Living in Dialogue: Will Tom Toch Ever Find a Reform Bad Enough to Abandon?

John Thompson

August 25, 2016

In 2008, Tom Toch’s “Rush to Judgment” reviewed science-based alternatives to value-added teacher evaluations. Toch explained that the District of Columbia’s test-heavy IMPACT teacher evaluation system cost $1000 per teacher. For that price, we could have invested in proven, win-win alternatives such as the National Board for Professional Teaching Standards certification, the Toledo peer review plan, or Robert Pianta’s holistic approach to professional development. The United States spent $500 billion dollars a year on education, and a $3 billion investment in better teacher evaluations should have been seen in the context of the $14 billion dollars of annual spending on professional development, which was often ineffective. Toch observed that some would like to use standardized test results in evaluations, but that those scores “aren’t great measures.” Then, in a sentence that seemed inexplicable after such an overview, he called for test scores to count for as much as 50% in teacher evaluations.
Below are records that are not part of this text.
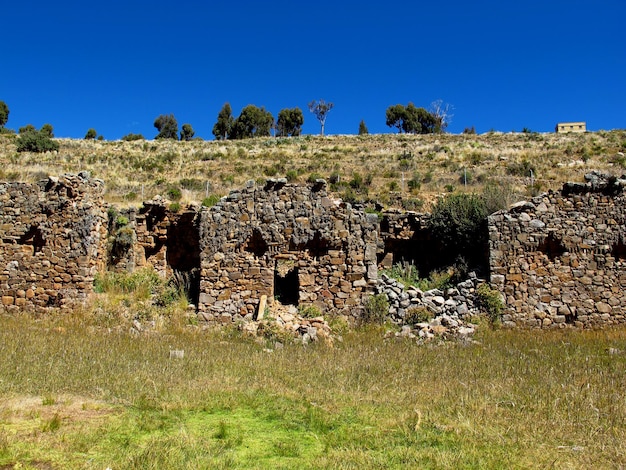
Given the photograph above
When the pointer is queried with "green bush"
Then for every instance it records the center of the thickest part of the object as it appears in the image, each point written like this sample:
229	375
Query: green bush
174	194
130	137
38	142
211	200
416	315
376	309
490	301
459	223
309	311
312	177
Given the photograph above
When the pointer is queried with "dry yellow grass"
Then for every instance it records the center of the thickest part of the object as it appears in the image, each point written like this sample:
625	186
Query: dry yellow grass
417	167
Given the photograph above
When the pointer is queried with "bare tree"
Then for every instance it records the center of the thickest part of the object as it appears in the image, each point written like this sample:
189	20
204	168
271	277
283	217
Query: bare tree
442	112
320	108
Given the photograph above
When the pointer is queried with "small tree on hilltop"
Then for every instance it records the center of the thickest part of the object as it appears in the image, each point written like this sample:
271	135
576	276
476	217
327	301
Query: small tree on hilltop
442	113
252	122
289	122
35	141
221	129
167	127
321	109
396	115
187	133
4	113
47	130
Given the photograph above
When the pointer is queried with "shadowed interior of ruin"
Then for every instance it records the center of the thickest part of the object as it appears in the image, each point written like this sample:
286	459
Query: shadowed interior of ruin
552	247
33	237
183	253
286	283
316	246
256	244
619	250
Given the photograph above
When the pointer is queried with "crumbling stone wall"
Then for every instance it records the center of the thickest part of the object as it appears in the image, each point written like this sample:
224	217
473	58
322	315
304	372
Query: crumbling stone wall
53	241
165	240
561	257
289	241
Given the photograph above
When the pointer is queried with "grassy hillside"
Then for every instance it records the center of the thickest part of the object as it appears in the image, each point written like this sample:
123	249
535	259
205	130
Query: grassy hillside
86	396
382	168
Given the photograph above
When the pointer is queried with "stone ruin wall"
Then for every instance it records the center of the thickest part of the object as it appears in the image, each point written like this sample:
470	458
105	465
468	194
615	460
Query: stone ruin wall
53	240
558	259
561	258
289	241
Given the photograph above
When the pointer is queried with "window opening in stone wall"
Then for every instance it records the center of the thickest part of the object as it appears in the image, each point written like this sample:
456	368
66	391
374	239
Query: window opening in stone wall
256	244
183	254
33	237
552	246
286	284
619	250
317	246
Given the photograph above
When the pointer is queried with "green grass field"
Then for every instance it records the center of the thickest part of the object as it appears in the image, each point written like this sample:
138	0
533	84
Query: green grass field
77	394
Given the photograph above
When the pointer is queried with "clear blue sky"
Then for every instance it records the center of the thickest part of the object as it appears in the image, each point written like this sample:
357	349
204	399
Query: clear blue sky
116	65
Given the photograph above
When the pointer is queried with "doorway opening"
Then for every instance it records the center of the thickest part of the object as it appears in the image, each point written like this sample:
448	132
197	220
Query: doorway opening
286	283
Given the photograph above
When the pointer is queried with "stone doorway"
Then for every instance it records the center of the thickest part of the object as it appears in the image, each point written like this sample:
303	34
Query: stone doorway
286	282
183	254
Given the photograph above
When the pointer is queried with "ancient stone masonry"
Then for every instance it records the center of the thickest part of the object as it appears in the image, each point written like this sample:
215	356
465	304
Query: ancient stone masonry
53	237
560	258
287	241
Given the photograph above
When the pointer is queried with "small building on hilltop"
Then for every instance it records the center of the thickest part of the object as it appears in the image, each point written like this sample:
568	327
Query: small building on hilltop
565	127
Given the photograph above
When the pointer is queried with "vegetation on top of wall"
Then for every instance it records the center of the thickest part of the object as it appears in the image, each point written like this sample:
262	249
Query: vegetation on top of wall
148	168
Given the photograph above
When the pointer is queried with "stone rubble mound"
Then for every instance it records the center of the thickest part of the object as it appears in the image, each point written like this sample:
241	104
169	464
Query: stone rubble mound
284	323
446	315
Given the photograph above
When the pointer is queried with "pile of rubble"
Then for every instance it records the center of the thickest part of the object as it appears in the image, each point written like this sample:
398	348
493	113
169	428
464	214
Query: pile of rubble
432	314
285	324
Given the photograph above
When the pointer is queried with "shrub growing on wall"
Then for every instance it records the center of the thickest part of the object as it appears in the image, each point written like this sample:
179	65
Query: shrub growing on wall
459	223
35	141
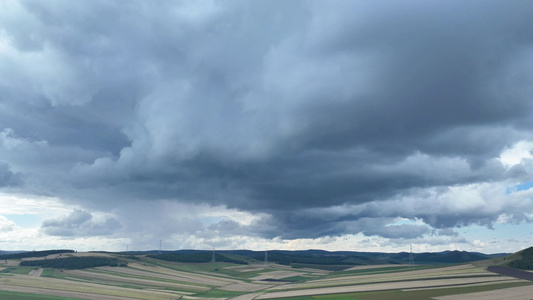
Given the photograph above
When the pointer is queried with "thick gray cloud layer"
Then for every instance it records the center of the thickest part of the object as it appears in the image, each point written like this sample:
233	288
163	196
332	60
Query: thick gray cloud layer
293	109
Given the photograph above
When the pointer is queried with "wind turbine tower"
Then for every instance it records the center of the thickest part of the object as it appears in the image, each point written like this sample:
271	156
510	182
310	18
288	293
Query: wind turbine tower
411	259
266	259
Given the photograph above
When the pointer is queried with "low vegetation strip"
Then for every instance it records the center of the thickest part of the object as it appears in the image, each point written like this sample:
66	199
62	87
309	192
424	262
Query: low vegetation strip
401	285
511	272
72	263
34	254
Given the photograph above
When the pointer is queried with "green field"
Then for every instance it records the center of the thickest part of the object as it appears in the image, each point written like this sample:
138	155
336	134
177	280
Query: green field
142	277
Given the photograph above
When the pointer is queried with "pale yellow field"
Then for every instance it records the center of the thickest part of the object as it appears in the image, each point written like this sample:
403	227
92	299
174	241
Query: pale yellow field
516	293
144	279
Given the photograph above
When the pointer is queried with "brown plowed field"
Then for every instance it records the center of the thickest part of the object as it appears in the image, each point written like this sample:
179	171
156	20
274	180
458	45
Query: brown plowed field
511	272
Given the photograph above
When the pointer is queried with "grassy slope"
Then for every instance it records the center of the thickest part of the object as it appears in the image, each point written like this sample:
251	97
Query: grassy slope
221	270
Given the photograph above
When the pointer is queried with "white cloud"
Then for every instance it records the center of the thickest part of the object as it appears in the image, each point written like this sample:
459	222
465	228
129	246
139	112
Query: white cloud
5	224
516	154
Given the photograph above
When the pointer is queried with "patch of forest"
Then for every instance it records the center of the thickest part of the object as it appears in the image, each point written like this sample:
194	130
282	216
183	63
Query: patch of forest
72	263
197	257
34	254
526	262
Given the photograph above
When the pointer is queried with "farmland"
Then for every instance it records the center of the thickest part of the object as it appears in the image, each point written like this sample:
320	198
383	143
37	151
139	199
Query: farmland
144	276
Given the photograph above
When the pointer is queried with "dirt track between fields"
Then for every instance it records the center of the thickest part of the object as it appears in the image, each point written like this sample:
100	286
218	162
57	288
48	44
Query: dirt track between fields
135	281
36	272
This was the time when corporate reformers took the opportunity to push their entire competition-driven model on the nation, and when Toch was involved in an even more confusing case of wordsmithing. Educational consultant Marc Dean Millot wrote in This Week in Education about Toch’s “Sweating the Big Stuff: A Progress Report on the Movement to Scale Up the Nation’s Best Charter Schools.”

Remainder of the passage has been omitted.